Para contextualizar o leitor, fruto de um acúmulo de déficits e do agravamento da dívida do Estado ao longo dos últimos 40 anos, o eleitorado gaúcho hoje se depara com sua pior crise financeira dentre todo o período de sua existência: com um rombo nas contas públicas que pode chegar a cifra estonteante de R$ 5,4 bi ainda no final deste ano, e com a forte ameaça de calote perante ao Governo Federal, quase todo o serviço público rio grandense viu-se às margens de uma longa paralisação de seus mecanismos de funcionamento, incluindo seus servidores que, em razão do parcelamento de seus salários respectivos ao mês de julho, optam pelo cessar temporário de suas atividades como forma de protesto. Além disso, algo que salta à vista quando nos deparamos com os detalhes de toda esta crise diz respeito, por um lado, à gestão ruim dos recursos captalizados e coordenados pelo Estado, uma vez que praticamente 73% de toda a sua receita é destinada ao pagamento dos servidores públicos enquanto serviços básicos fornecidos univocamente por vias públicas carecem de eficiência e qualidade; e ao anúncio do atual governador José Ivo Sartori, o qual asseverou no último dia 20/08, que submeterá à Câmara dos Deputados do Estado medida que propõe a elevação da alíquota dos impostos sobre a circulação de mercadorias e serviços (ICMS) e sobre a gasolina, álcool, telecomunicações e energia elétrica com a finalidade exclusiva de apresentar soluções e alternativas para esta vultuosa instabilidade.

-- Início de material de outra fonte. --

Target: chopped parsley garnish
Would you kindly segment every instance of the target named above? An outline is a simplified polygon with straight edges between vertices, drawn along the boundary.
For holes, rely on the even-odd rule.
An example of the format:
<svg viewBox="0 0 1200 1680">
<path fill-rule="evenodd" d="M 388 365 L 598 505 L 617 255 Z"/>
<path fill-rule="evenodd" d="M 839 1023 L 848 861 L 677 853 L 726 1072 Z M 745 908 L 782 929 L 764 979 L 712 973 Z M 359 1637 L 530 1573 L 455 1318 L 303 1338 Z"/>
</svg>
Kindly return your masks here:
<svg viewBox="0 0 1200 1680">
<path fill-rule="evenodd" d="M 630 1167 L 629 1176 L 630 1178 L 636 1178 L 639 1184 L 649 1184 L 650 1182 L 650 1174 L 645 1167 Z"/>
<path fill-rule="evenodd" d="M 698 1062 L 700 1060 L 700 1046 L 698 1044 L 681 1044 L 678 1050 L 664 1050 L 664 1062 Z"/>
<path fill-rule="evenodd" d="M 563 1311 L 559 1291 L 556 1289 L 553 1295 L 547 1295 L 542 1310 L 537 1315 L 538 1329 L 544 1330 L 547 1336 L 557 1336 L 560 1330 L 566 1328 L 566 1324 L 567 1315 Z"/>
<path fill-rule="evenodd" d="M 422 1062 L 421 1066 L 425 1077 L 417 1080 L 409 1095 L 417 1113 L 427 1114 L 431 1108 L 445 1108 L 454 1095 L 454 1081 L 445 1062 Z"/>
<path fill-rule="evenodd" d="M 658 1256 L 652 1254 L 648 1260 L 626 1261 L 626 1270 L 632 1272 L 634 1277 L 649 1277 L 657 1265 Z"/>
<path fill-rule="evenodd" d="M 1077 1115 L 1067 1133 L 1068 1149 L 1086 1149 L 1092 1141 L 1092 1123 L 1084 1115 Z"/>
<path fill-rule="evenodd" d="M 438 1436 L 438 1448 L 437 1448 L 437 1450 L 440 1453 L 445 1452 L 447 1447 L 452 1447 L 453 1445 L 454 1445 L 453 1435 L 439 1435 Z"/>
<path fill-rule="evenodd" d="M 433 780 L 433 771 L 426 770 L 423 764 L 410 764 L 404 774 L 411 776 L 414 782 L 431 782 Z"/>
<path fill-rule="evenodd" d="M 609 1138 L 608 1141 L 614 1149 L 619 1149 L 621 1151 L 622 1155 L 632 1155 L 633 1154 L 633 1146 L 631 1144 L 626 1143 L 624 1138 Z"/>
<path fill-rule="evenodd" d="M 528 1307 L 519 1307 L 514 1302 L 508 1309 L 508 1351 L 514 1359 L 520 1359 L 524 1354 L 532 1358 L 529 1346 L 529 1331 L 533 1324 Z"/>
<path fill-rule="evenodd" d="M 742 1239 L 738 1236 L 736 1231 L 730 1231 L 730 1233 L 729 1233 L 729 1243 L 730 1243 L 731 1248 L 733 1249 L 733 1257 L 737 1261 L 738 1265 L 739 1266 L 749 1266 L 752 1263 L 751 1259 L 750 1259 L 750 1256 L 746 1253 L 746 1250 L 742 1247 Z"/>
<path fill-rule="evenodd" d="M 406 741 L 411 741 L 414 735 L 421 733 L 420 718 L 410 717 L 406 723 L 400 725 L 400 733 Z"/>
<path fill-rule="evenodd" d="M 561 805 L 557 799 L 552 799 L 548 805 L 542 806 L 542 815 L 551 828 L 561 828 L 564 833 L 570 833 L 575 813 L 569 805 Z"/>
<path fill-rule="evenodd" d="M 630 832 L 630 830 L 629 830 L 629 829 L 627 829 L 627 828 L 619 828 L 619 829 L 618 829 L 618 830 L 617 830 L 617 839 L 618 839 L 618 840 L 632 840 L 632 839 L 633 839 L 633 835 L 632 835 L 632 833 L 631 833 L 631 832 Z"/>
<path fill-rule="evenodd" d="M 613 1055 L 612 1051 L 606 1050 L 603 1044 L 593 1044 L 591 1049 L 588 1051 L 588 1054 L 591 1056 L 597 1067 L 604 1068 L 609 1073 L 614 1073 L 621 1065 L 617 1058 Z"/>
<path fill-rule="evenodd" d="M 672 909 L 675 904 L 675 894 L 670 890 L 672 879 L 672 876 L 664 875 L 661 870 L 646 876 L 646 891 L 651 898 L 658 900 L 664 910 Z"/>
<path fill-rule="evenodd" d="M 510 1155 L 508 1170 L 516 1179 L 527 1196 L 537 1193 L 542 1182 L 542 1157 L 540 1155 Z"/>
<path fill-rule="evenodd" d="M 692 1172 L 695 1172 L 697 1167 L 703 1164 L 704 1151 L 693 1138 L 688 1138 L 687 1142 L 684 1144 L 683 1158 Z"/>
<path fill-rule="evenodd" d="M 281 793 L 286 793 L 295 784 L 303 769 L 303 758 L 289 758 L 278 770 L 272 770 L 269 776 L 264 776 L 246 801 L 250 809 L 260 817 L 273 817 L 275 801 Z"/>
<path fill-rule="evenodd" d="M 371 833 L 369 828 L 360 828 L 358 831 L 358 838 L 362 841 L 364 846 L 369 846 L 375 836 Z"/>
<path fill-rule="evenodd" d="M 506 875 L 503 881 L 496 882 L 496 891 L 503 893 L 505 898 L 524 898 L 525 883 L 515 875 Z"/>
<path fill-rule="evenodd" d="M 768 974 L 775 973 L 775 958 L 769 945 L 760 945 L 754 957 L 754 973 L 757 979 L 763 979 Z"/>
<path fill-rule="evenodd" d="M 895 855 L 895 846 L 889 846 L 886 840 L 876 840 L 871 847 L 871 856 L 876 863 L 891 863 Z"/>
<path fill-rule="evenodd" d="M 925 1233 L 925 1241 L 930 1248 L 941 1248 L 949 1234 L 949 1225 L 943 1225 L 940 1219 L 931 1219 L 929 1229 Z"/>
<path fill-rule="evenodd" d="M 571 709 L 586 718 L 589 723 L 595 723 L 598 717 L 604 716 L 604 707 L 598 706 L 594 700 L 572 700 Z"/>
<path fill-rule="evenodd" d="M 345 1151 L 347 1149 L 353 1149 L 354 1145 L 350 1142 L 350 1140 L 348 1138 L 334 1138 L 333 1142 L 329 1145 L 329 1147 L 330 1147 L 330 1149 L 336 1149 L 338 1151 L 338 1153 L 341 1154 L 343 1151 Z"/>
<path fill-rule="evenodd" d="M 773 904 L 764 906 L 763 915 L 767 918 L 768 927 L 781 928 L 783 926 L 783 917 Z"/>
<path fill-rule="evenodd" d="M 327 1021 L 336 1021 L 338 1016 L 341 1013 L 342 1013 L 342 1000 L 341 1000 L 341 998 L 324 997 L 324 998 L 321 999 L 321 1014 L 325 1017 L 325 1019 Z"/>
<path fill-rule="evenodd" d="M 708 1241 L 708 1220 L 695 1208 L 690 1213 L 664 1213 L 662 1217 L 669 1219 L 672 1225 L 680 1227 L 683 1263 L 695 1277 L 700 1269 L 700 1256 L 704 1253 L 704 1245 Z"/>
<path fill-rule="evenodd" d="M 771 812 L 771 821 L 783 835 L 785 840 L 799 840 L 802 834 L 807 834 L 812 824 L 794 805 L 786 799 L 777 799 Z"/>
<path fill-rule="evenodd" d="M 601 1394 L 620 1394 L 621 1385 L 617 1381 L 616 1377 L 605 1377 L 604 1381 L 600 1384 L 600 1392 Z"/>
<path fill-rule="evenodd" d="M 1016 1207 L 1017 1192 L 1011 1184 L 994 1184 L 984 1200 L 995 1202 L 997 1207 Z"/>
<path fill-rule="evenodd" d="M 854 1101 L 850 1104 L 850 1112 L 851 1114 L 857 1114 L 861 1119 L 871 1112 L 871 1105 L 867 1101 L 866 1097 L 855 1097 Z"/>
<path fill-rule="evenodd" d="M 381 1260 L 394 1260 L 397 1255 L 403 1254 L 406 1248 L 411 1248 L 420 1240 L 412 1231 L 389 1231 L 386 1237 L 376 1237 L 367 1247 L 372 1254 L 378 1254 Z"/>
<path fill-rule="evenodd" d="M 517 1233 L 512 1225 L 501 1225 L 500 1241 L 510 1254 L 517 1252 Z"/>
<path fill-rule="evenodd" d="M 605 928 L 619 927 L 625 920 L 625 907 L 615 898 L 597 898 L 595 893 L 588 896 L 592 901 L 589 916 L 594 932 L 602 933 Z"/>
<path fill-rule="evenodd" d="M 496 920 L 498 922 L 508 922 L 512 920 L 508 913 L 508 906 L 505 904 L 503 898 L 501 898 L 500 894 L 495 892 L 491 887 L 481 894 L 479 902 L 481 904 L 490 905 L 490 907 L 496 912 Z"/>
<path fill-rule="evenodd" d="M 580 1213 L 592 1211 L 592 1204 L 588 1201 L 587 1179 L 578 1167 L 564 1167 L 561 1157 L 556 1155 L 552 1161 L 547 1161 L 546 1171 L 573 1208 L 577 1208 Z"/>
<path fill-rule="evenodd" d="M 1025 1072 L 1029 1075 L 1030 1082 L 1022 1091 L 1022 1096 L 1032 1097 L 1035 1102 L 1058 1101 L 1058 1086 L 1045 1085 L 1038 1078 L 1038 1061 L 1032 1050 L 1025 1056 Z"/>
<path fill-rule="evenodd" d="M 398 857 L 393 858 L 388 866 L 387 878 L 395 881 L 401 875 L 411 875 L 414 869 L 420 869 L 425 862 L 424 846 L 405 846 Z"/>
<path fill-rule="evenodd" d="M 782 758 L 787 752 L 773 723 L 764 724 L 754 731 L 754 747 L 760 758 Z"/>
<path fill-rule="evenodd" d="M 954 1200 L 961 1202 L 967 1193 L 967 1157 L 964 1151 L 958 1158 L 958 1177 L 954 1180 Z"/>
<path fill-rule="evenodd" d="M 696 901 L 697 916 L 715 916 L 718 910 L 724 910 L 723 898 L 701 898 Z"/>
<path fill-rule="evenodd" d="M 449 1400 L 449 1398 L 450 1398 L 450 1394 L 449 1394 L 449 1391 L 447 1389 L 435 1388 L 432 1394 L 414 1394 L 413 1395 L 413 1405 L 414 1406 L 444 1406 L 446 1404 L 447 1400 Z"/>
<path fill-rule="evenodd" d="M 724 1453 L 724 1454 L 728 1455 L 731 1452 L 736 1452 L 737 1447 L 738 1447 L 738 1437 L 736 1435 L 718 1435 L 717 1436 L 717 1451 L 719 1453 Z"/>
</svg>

Como se pode notar, agora, juntamente aos efeitos nocivos oriundos de políticas econômicas nacionais voltadas ao consumo e financiamento de crédito irresponsáveis e à irresponsabilidade fiscal como meio de tentar apaziguar as mazelas sociais da pobreza e da desigualdade, os cidadãos de todo o Rio Grande do Sul vêem-se diante de uma nova restrição em seu poder econômico e social, que, por um lado, diretamente acarreta numa redução de consumo dos itens sobretaxados por parte de uma classe média massificada e numa possível abstenção de consumo destes bens por outra grande parcela da população que ainda minimamente gozava do uso dos mesmos; e, por outro, acarreta na redução da produção e confecção dos mesmos em virtude da queda de seu consumo, o que conduz, necessariamente, a elevação das taxas de desemprego. Como conseqüência, não apenas tais medidas afetam profundamente as camadas mais desprestigiadas do eleitorado gaúcho, que, sem alternativas senão empregar os poucos vencimentos que possuem ao uso de serviços públicos insatisfatórios (ou carecer em absoluto de seu usufruto), tais como saúde, educação, energia e transporte, adoecem maculados por esta deficiência estatal; como, no oposto deste conjunto de cidadãos, os grupos detentores de grandes riquezas permanecerão com seus altos padrões de qualidade de vida.
E a situação pode ainda incorrer em agravo caso, em via oposto às medidas tomadas na urgência do momento – cortes orçamentários através da redução de cargos e funções dentro do inchado sistema público – se decida, pautado sobre discursos de fornecimento indiscriminatório de outros tipos de bens, por uma regulamentação maior ou por uma nova intervenção em setores onde há ainda relativa liberdade econômica, porquanto, ausente o mecanismo impessoal de estabelecimento de preços e quantidades segundo vontades subjetivas livres, não seja factível calcular a real dimensão dos custos necessários e dos ganhos futuramente obtidos, incorrendo, desta feita, na manutenção do déficit público.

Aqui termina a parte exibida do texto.